552. Confrontación entre hombres (11)
Pero ese hombre no estaba a su lado en este momento, era una sola persona, y además, completamente sola. El teléfono móvil que era la única conexión con el exterior también había quedado apagado. ¿Era esa la expresión de un corazón hundido?
La brisa marina movía su cabello, las puntas volaban salvajemente, haciendo que el escenario pareciera aún más desolado.
En ese momento, Rú Keké había perdido toda razón. Su mente y todo su ser estaban dominados por la depresión y la tristeza. Un paso tras otro, se alejaba hacia las profundidades del mar. No tardó en que el agua cubriera sus rodillas, cintura, pecho...
Rú Keké caminaba así sin mirar atrás, como si hubiera decidido irse sin ninguna vacilación. Quizás debía ser dura con ella misma; Shuáohuī siempre la había cuidado, ¿acaso ahora quería que tuviera que soportar el dolor de no poder ser padre? Pensándolo así, Keké sentía un dolor punzante en su corazón y se firmó más en su decisión.

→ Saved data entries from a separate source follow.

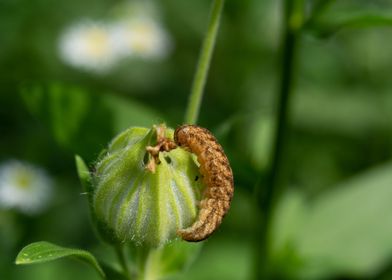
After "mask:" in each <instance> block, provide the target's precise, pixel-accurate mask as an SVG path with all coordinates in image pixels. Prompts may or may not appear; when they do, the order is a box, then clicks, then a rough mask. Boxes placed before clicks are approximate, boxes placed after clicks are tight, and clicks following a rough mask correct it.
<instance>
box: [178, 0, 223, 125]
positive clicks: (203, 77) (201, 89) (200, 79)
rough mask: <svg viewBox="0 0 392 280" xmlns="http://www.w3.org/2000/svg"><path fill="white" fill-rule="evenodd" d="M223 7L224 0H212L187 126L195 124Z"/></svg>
mask: <svg viewBox="0 0 392 280" xmlns="http://www.w3.org/2000/svg"><path fill="white" fill-rule="evenodd" d="M223 5H224V0H214V3H213V4H212V9H211V15H210V19H209V23H208V29H207V34H206V36H205V38H204V42H203V46H202V49H201V53H200V56H199V61H198V64H197V68H196V72H195V76H194V79H193V84H192V89H191V94H190V96H189V100H188V107H187V110H186V113H185V123H188V124H195V123H196V122H197V119H198V117H199V111H200V106H201V101H202V99H203V91H204V87H205V84H206V79H207V74H208V70H209V68H210V63H211V57H212V53H213V51H214V47H215V42H216V37H217V34H218V29H219V23H220V17H221V14H222V10H223Z"/></svg>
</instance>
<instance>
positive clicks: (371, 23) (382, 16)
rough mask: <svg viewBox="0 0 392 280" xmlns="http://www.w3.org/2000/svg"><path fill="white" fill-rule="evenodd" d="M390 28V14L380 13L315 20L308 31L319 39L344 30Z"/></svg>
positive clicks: (376, 12)
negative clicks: (367, 28)
mask: <svg viewBox="0 0 392 280" xmlns="http://www.w3.org/2000/svg"><path fill="white" fill-rule="evenodd" d="M377 26H392V14H391V13H390V12H389V13H385V12H382V11H373V12H369V11H358V12H351V13H341V14H336V15H334V16H328V17H325V18H324V17H323V18H322V19H319V20H315V21H314V22H313V23H312V24H311V26H309V30H311V32H313V33H314V34H316V35H317V36H320V37H326V36H331V35H333V34H334V33H336V32H338V31H340V30H342V29H345V28H368V27H377Z"/></svg>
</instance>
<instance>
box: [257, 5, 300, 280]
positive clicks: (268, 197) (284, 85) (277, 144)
mask: <svg viewBox="0 0 392 280" xmlns="http://www.w3.org/2000/svg"><path fill="white" fill-rule="evenodd" d="M303 21H304V0H285V25H284V26H285V30H284V38H283V53H282V61H281V66H280V67H281V80H280V89H279V96H278V102H277V116H276V123H277V129H276V131H275V146H274V151H273V157H272V164H271V169H270V173H269V177H268V181H267V187H266V189H265V192H264V193H259V197H258V203H259V210H260V214H261V215H263V219H261V221H260V223H259V225H258V228H257V230H256V232H257V237H256V243H257V244H258V246H256V248H257V249H256V250H257V251H256V255H257V258H256V264H255V265H256V279H270V278H273V277H274V276H273V275H272V271H270V268H269V267H270V266H269V256H268V254H269V247H268V244H269V231H270V224H271V218H272V216H273V210H274V206H275V202H276V200H277V198H278V196H279V194H280V193H281V192H282V188H283V185H284V182H282V178H283V177H284V176H282V175H283V169H284V156H285V154H286V153H285V151H286V146H287V145H286V143H287V136H288V135H287V128H288V124H289V116H290V114H289V109H290V106H289V105H290V98H291V95H292V94H291V93H292V90H293V82H294V74H295V72H296V52H297V47H298V43H299V37H300V31H301V28H302V25H303Z"/></svg>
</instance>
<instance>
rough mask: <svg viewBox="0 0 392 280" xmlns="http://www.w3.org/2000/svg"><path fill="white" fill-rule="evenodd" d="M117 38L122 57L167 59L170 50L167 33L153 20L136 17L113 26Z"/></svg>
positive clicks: (116, 45) (156, 21)
mask: <svg viewBox="0 0 392 280" xmlns="http://www.w3.org/2000/svg"><path fill="white" fill-rule="evenodd" d="M112 32H113V38H115V40H116V42H117V44H116V46H117V47H118V48H119V49H118V52H119V54H120V55H122V56H125V57H132V56H134V57H141V58H144V59H159V58H163V57H165V56H166V55H167V54H168V52H169V49H170V41H169V37H168V34H167V32H166V31H165V30H164V29H163V27H162V26H161V25H160V24H159V23H158V22H157V21H156V20H155V19H153V18H148V17H144V16H143V17H136V18H133V19H130V20H123V21H118V22H117V23H114V24H113V29H112Z"/></svg>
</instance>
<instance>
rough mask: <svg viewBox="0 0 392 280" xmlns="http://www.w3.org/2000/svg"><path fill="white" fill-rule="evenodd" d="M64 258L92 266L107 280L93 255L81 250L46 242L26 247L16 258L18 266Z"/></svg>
mask: <svg viewBox="0 0 392 280" xmlns="http://www.w3.org/2000/svg"><path fill="white" fill-rule="evenodd" d="M64 257H75V258H77V259H80V260H82V261H84V262H86V263H88V264H90V265H91V266H92V267H93V268H94V269H96V270H97V272H98V273H99V274H100V275H101V276H102V278H105V273H104V272H103V270H102V268H101V267H100V266H99V264H98V262H97V260H96V259H95V257H94V256H93V255H92V254H91V253H89V252H87V251H84V250H80V249H70V248H64V247H60V246H58V245H55V244H52V243H49V242H46V241H41V242H35V243H32V244H29V245H27V246H26V247H24V248H23V249H22V250H21V251H20V252H19V254H18V256H17V257H16V260H15V263H16V264H17V265H20V264H35V263H43V262H49V261H54V260H57V259H60V258H64Z"/></svg>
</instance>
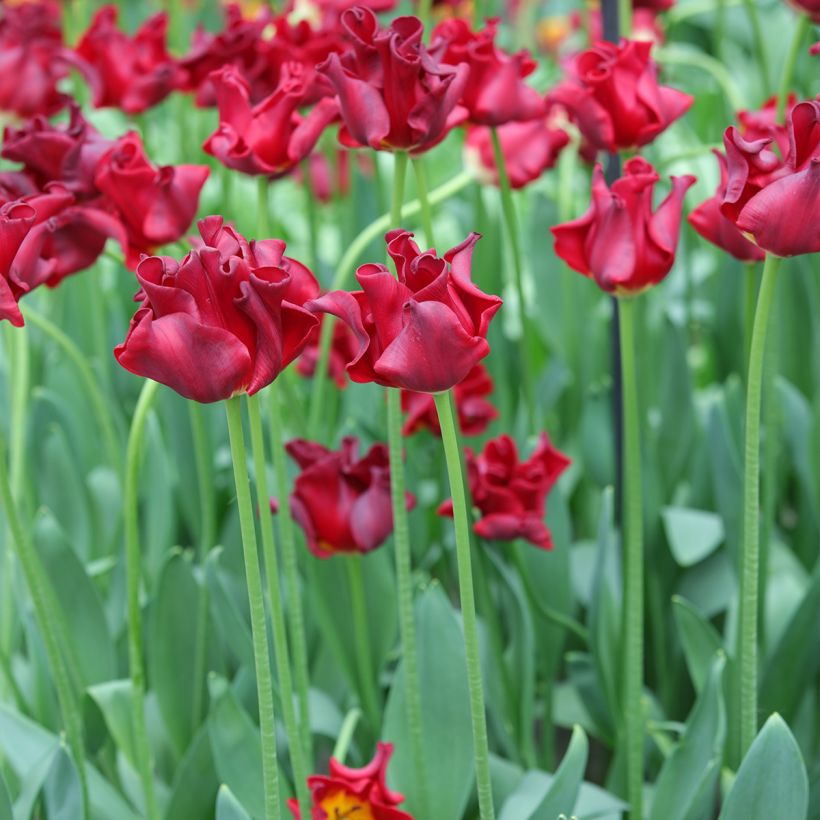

El agua poco a poco cubrió la cabeza de Rú Keké, llenando sus labios, nariz y oídos. Perdió el apoyo con los pies, perdiendo el equilibrio e hundiéndose en el agua.
Respirar se volvía cada vez más difícil, todo era agua salada, un sabor salado que algunos decían era similar al de las lágrimas. Tal vez esta vez realmente iba a morir...
La consciencia se volvía cada vez más borrosa, y los recuerdos pasados de su vida con Shuáohuī aparecían en la mente de Rú Keké con mayor claridad. Ellos juntos, momentos tan dulces, su cara, su figura, era como un río que corría sin parar. Keké pensándolo así sentía una mezcla de felicidad y dolor. Sus ojos estaban llenos de lágrimas, pero se fundían con el agua, no podía distinguir entre uno y otro.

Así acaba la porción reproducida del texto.